En ese contexto, la Suprema Corte aparece cada vez menos como contrapeso y cada vez más como un órgano previsible. Y conviene subrayarlo: la previsibilidad no siempre es una virtud. También puede ser indicio de una deliberación debilitada, de menor tensión interna y de una preocupante disposición a no incomodar al poder.
A esto se suman retrocesos serios en materia de derechos. La prisión preventiva oficiosa sigue operando, en la práctica, como una pena anticipada. Las obligaciones internacionales del Estado no siempre reciben una defensa firme. Y, al mismo tiempo, se adoptan decisiones internas que debilitan la calidad del debate constitucional y reducen la capacidad del sistema para corregirse a sí mismo.
El mensaje de fondo, entonces, es inequívoco: la reforma no está resolviendo los problemas históricos del sistema judicial; en varios frentes, los está profundizando.

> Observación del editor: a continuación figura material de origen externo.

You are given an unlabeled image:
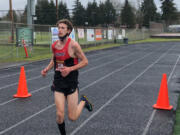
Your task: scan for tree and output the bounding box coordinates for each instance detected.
[48,0,57,25]
[141,0,158,27]
[35,0,56,25]
[72,0,85,26]
[86,0,99,26]
[121,0,135,28]
[21,5,27,23]
[58,1,70,20]
[35,0,50,24]
[104,0,116,25]
[3,10,18,22]
[161,0,178,25]
[98,2,105,26]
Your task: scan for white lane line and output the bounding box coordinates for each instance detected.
[0,49,135,90]
[0,51,139,106]
[0,49,122,79]
[142,55,180,135]
[0,104,55,135]
[0,46,153,135]
[70,44,172,135]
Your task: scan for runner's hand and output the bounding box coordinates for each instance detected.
[41,68,48,77]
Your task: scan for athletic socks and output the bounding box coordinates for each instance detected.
[57,122,66,135]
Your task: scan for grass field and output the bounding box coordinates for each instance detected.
[0,38,180,135]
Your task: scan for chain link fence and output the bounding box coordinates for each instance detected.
[0,21,156,62]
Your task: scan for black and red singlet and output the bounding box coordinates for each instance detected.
[52,38,78,89]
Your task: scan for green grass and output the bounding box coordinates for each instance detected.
[0,38,180,63]
[173,98,180,135]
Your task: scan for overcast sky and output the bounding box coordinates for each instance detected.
[0,0,180,12]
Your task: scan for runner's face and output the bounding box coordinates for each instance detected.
[58,23,69,37]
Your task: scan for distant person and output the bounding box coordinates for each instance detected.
[41,19,93,135]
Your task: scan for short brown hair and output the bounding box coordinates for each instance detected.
[56,19,73,31]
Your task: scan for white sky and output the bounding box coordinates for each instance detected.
[0,0,180,11]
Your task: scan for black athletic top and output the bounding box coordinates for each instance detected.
[52,38,78,88]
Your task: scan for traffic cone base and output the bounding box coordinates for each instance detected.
[13,93,32,98]
[13,66,31,98]
[153,104,173,110]
[153,74,173,110]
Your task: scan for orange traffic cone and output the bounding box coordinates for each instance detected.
[14,66,31,98]
[153,74,173,110]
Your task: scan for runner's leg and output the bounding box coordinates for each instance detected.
[54,91,66,135]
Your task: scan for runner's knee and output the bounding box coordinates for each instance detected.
[56,111,64,123]
[68,113,77,121]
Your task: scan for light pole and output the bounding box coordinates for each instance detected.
[56,0,59,21]
[9,0,14,43]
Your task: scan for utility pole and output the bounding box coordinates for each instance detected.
[9,0,14,43]
[56,0,59,21]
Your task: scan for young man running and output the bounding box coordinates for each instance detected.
[41,19,93,135]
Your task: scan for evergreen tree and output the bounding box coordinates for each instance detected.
[86,0,99,26]
[35,0,56,25]
[58,1,70,20]
[21,5,27,23]
[141,0,157,27]
[48,0,57,25]
[104,0,116,25]
[72,0,85,26]
[161,0,178,25]
[3,10,17,22]
[98,2,105,26]
[121,0,135,28]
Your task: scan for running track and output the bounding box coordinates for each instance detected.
[0,42,180,135]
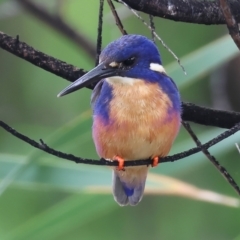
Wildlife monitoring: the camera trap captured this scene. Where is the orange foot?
[152,157,159,167]
[113,155,125,171]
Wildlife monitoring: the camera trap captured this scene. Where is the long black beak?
[57,62,119,97]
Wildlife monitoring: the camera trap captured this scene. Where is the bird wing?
[91,79,104,109]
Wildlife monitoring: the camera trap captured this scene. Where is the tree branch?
[17,0,96,59]
[0,32,240,128]
[0,120,240,167]
[219,0,240,50]
[182,121,240,195]
[115,0,240,25]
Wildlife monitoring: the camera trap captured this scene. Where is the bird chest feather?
[93,79,180,159]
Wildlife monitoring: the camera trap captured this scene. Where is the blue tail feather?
[113,171,146,206]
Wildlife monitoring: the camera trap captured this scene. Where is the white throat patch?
[150,63,166,74]
[106,76,137,85]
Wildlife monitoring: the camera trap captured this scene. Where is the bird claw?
[152,157,159,167]
[113,155,125,171]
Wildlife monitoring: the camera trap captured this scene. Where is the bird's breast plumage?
[93,79,180,160]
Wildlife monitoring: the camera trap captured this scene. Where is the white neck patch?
[106,76,137,85]
[150,63,166,74]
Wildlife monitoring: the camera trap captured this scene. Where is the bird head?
[58,35,165,97]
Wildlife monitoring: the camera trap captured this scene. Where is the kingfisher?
[58,35,181,206]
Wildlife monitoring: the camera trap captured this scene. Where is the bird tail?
[113,166,148,206]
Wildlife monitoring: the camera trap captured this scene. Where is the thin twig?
[118,0,187,75]
[0,32,240,128]
[219,0,240,50]
[0,121,240,167]
[114,0,240,25]
[182,121,240,195]
[17,0,95,58]
[95,0,104,66]
[107,0,127,35]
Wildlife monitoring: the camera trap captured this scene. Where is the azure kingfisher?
[58,35,181,206]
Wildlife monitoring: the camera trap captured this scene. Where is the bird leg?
[113,155,125,171]
[152,157,159,167]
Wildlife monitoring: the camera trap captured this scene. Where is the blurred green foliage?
[0,0,240,240]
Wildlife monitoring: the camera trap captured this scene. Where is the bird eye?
[122,57,135,67]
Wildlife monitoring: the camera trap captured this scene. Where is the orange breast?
[93,80,180,160]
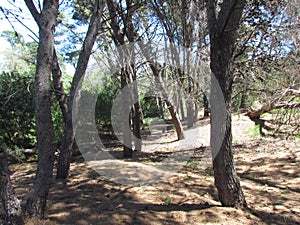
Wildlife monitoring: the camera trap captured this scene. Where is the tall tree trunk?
[149,64,185,140]
[52,49,68,123]
[0,150,24,225]
[56,0,104,179]
[207,0,246,207]
[203,92,210,118]
[132,71,142,151]
[26,0,58,218]
[239,78,248,109]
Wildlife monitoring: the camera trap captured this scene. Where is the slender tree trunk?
[132,74,142,151]
[0,150,24,225]
[207,0,246,207]
[203,92,210,118]
[26,0,58,218]
[121,68,133,158]
[56,0,104,179]
[150,63,184,140]
[52,49,68,123]
[240,78,248,109]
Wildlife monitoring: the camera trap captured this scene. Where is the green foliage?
[141,96,162,118]
[96,76,120,125]
[163,198,172,205]
[0,72,36,149]
[247,125,260,137]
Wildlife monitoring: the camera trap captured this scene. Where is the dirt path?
[12,116,300,225]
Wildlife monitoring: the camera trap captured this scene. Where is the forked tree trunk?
[26,0,58,218]
[56,0,104,179]
[207,0,246,207]
[0,150,24,225]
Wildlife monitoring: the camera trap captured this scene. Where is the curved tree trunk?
[207,0,246,207]
[26,0,58,218]
[56,0,104,179]
[0,150,24,225]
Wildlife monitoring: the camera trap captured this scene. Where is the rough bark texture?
[203,92,210,118]
[207,0,246,207]
[0,150,24,225]
[26,0,58,218]
[56,0,104,179]
[52,50,68,123]
[146,64,185,140]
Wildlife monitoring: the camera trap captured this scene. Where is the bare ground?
[11,116,300,225]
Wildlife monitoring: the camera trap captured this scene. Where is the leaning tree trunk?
[207,0,246,207]
[203,92,209,118]
[56,0,104,179]
[150,63,185,140]
[0,150,24,225]
[26,0,58,218]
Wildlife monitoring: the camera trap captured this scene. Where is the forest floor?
[11,115,300,225]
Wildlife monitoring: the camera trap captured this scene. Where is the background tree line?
[0,0,300,222]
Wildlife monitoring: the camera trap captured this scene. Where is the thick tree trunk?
[26,0,58,218]
[56,0,104,179]
[207,0,246,207]
[0,150,24,225]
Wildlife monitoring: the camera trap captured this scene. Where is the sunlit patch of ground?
[11,116,300,225]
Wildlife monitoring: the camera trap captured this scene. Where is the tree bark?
[207,0,246,207]
[52,49,68,123]
[149,64,185,140]
[56,0,104,179]
[203,92,210,118]
[0,150,24,225]
[26,0,58,218]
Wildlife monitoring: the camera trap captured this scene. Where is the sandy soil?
[11,116,300,225]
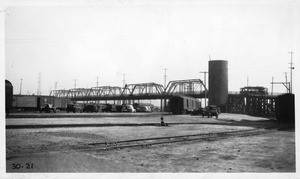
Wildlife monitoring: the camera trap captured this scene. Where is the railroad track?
[7,129,277,158]
[87,129,275,150]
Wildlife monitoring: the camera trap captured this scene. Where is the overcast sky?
[1,0,300,94]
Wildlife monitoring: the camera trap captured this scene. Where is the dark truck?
[67,104,82,113]
[202,105,221,119]
[40,104,56,113]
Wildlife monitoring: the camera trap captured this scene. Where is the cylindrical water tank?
[208,60,228,109]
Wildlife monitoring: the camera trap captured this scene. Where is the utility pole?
[123,74,126,87]
[74,79,77,88]
[247,76,249,87]
[37,72,42,95]
[54,81,58,90]
[284,72,291,93]
[271,76,274,95]
[20,78,23,95]
[288,52,294,93]
[164,68,168,88]
[97,76,99,87]
[199,71,208,106]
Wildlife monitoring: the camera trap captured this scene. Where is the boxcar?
[169,95,201,114]
[12,95,71,111]
[13,95,38,111]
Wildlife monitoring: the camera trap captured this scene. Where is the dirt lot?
[6,114,296,173]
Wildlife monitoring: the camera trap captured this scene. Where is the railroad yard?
[6,113,296,173]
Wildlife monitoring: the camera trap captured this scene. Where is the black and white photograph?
[0,0,300,179]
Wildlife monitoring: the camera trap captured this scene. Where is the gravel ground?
[6,114,296,173]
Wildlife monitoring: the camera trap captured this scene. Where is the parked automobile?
[202,105,221,119]
[191,108,204,116]
[136,106,152,112]
[83,104,98,112]
[126,105,136,112]
[67,104,82,113]
[40,104,56,113]
[102,104,117,112]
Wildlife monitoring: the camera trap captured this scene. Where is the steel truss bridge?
[50,79,207,101]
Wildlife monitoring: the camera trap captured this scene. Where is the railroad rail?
[6,128,277,159]
[88,129,275,150]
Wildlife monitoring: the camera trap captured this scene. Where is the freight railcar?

Y cuando los tribunales dejan de responder, cuando la justicia no llega, o peor todavía, cuando se construye la apariencia de que llega, el problema deja de ser únicamente jurídico. Se convierte en un problema político, social e institucional. Porque una sociedad sin justicia efectiva es una sociedad expuesta, sola y vulnerable frente al conflicto.
En Chihuahua se dijo con claridad: sin independencia real, sin condiciones materiales mínimas y sin decisiones constitucionales sólidas, la justicia deja de ser una garantía. Se convierte en una promesa vacía.
Ese es el riesgo real. Y esa es la dimensión del desafío.